Having earlier accused him of naming public squares after known terrorists, Netanyahu claimed that Arafat does not seek peace, but Israel's destruction.
He ascribed Israel's presence in the West Bank, and the formation of the Palestinian refugee problem, to "Arab aggression."
Presenting a short history of Zionist settlement in Palestine, Netanyahu urged the world to understand "basic historical truths" about the Arab-Israeli conflict.
Jews did not steal Palestinian lands, he said emphatically.
"We never gave up our claim to the land as a free and independent people."
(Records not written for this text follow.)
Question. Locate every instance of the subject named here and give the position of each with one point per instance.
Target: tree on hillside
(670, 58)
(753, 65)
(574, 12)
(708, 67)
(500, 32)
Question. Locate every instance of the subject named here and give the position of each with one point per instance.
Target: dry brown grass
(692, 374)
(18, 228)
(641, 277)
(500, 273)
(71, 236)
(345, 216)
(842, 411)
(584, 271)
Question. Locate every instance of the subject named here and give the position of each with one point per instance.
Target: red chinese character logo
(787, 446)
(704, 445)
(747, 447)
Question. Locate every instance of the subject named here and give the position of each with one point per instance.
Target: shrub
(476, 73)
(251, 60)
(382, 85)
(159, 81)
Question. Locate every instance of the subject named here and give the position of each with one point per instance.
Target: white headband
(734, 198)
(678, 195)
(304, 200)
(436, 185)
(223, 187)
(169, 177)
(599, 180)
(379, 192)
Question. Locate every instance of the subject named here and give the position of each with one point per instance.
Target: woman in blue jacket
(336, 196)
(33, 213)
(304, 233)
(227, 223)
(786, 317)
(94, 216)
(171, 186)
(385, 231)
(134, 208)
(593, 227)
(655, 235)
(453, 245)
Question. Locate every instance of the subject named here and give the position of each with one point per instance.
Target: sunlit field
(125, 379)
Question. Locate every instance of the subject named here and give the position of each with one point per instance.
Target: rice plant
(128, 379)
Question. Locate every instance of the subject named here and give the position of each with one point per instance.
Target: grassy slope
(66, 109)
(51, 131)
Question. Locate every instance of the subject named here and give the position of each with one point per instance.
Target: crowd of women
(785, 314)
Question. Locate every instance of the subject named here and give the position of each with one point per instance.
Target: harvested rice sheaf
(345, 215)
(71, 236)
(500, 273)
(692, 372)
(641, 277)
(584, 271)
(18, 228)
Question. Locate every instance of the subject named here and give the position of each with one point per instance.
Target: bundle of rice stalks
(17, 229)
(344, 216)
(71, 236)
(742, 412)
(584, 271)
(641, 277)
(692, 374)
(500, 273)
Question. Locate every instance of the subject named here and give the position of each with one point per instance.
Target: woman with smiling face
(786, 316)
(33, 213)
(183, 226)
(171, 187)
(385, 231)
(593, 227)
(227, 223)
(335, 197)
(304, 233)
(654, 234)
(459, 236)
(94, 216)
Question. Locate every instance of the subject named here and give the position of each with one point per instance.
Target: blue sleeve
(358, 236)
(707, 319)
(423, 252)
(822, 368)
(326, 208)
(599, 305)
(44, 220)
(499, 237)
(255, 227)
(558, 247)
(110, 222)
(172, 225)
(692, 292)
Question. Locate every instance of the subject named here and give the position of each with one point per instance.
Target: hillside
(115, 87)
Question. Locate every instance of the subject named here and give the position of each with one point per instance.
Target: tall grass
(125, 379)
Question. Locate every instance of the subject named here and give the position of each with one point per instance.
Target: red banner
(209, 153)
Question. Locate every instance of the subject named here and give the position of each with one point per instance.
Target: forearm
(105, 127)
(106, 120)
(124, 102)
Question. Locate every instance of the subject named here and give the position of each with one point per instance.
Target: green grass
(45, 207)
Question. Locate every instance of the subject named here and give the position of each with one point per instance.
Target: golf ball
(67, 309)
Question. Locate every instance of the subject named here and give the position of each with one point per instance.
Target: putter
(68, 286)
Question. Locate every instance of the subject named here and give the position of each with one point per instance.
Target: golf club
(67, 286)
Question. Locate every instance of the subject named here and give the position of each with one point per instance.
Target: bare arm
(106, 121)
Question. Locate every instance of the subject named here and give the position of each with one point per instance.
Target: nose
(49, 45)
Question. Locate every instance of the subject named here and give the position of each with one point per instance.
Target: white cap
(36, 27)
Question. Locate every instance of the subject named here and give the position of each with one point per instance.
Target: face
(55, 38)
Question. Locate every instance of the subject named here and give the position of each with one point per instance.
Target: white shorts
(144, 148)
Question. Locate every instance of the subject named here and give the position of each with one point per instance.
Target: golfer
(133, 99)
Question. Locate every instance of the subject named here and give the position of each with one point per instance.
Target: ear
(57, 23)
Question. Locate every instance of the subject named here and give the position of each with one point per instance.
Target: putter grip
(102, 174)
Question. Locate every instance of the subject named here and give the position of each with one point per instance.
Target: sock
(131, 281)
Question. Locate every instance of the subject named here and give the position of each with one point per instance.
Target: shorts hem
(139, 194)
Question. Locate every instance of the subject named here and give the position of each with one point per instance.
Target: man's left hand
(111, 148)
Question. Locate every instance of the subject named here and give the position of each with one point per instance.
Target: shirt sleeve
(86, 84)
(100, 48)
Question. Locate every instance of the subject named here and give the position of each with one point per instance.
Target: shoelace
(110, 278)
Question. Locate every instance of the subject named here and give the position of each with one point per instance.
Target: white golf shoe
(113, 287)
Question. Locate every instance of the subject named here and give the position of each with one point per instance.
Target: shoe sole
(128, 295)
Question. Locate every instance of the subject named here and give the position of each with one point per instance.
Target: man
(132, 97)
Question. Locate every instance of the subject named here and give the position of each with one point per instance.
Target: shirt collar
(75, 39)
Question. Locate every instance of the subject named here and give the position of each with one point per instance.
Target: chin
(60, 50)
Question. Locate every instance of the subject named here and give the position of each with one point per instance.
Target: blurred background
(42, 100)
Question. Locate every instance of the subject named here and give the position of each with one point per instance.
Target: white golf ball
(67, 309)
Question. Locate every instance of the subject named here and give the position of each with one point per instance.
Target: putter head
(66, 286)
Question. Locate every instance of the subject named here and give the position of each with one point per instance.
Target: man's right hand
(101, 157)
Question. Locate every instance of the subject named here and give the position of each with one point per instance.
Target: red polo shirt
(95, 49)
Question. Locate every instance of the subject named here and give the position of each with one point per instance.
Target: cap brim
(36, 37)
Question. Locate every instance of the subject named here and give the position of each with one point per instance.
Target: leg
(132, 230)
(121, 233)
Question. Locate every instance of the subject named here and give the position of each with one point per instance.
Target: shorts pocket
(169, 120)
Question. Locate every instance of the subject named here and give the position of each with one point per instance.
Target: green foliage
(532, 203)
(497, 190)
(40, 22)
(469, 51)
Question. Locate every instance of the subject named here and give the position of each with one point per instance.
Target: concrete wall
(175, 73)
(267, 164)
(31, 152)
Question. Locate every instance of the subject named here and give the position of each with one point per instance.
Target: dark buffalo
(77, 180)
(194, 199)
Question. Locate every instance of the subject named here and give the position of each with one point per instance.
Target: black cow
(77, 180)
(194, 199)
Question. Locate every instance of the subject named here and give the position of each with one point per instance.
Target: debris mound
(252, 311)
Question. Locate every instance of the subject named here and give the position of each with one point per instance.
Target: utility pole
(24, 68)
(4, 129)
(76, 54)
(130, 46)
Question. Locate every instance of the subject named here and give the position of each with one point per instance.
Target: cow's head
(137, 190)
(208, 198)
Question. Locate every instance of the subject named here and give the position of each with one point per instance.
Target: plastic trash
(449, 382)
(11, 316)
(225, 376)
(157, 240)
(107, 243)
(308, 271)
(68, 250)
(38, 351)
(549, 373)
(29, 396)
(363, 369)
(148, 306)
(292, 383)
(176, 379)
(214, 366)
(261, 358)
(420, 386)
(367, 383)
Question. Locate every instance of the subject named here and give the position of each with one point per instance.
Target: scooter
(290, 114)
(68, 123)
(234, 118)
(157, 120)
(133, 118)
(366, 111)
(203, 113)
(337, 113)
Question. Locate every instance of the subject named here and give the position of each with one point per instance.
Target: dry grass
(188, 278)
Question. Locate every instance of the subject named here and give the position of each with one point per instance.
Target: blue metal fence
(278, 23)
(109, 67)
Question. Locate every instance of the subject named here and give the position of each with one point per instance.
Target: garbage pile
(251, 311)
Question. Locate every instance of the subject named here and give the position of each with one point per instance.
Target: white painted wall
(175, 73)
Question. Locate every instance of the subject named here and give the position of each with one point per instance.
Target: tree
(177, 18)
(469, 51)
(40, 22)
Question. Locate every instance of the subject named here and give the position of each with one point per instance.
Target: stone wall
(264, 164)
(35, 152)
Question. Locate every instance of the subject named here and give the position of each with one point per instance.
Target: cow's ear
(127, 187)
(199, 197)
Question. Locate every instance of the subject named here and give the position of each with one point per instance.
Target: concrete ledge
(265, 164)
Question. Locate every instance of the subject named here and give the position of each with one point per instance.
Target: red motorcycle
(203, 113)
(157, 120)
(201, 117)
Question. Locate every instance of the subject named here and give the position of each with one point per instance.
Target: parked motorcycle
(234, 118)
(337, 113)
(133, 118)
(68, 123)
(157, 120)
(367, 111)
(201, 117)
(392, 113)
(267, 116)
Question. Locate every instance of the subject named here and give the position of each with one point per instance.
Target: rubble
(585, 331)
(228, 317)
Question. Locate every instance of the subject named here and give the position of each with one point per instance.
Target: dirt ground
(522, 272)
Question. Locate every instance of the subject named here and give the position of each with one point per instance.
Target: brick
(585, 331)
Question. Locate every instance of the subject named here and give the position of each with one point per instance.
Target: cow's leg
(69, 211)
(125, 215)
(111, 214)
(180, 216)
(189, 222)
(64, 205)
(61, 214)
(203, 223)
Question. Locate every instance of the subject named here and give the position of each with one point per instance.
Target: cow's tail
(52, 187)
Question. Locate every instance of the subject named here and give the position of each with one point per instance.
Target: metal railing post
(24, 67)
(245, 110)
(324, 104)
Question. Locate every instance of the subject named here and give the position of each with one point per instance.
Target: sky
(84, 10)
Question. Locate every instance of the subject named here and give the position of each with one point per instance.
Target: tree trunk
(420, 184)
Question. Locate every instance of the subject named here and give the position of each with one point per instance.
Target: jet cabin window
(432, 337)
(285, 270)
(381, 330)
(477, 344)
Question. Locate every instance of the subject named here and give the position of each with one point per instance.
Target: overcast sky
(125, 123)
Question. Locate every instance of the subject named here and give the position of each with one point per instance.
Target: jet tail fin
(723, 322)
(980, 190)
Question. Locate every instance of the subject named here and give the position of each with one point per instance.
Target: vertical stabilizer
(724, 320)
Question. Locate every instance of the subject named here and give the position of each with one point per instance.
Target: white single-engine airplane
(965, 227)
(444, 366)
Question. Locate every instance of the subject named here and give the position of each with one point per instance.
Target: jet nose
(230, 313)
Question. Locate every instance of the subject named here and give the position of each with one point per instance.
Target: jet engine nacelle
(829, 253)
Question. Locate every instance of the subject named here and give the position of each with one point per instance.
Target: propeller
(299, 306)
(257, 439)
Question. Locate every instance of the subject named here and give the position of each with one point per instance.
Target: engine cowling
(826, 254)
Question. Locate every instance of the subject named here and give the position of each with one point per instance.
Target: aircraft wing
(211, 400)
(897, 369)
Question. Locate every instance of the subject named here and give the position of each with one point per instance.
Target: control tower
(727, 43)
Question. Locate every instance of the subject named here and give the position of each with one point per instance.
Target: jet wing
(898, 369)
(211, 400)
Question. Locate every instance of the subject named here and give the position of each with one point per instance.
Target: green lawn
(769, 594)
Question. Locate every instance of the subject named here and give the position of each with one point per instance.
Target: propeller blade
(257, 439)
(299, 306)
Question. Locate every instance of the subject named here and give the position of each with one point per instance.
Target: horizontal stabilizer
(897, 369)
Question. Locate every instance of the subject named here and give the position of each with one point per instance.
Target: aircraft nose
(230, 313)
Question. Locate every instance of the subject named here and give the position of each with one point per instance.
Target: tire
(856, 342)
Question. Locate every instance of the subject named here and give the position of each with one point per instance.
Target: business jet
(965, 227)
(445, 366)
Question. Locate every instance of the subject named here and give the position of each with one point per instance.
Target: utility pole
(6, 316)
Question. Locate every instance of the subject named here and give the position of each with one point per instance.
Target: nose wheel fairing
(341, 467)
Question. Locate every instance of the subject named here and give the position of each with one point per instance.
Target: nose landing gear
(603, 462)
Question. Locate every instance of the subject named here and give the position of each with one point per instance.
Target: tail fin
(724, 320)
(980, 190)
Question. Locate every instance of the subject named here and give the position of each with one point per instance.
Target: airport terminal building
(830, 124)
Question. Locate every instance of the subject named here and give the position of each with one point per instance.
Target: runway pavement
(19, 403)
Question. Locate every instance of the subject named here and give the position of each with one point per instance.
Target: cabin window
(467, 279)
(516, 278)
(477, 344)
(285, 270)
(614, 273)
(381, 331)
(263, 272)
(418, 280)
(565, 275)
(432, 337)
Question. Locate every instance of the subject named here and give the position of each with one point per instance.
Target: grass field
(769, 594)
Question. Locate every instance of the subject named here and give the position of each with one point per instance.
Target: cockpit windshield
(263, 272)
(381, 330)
Growing still more emotional, he added, "We're not in a strange land. We're in our land."
Netanyahu said that an Arab propaganda campaign has succeeded in clouding the issue of land ownership.
Asserting that Israel and Diaspora Jews must work hand in hand to defeat the false perception that the foundations of Israel were laid on Palestinian territory, Netanyahu said, "This is the most important battle we face."
Ramming home his point, he observed: "The most important battle we're fighting is the battle for the truth."
After describing a meeting he once had with the late Lubavitch Rebbe in New York City, Netanyahu said he has devoted himself to lighting the candles of truth so as to dispel the slanders and vilification hurled against Israel.
In closing, he urged members of the audience to become "soldiers of truth."
Several speakers preceded Netanyahu, notably Meir Romem, Israel's consul general in Toronto, and Israel Asper, the Winnipeg-based proprietor of the Canwest Global media empire, which includes Global Television and the National Post.
Romem said Israel is at war and that the objective of the Palestinians is to destroy the Jewish state.
Saying that Israel's spirit has not been broken by the latest intifadah, Romem stated that Israel will stand firm and win.
He asked Jews to show solidarity with Israel by visiting the country, by investing in it and by buying its products.
Asper said that anti-Semitism rises when Israel is attacked and defends itself.
Criticism of Israel veers into sheer anti-Semitism, he continued, when it denigrates Zionism in contemptuous terms.
He called on Jews to respond vigorously to anti-Israel bashing before it assumes crisis proportions.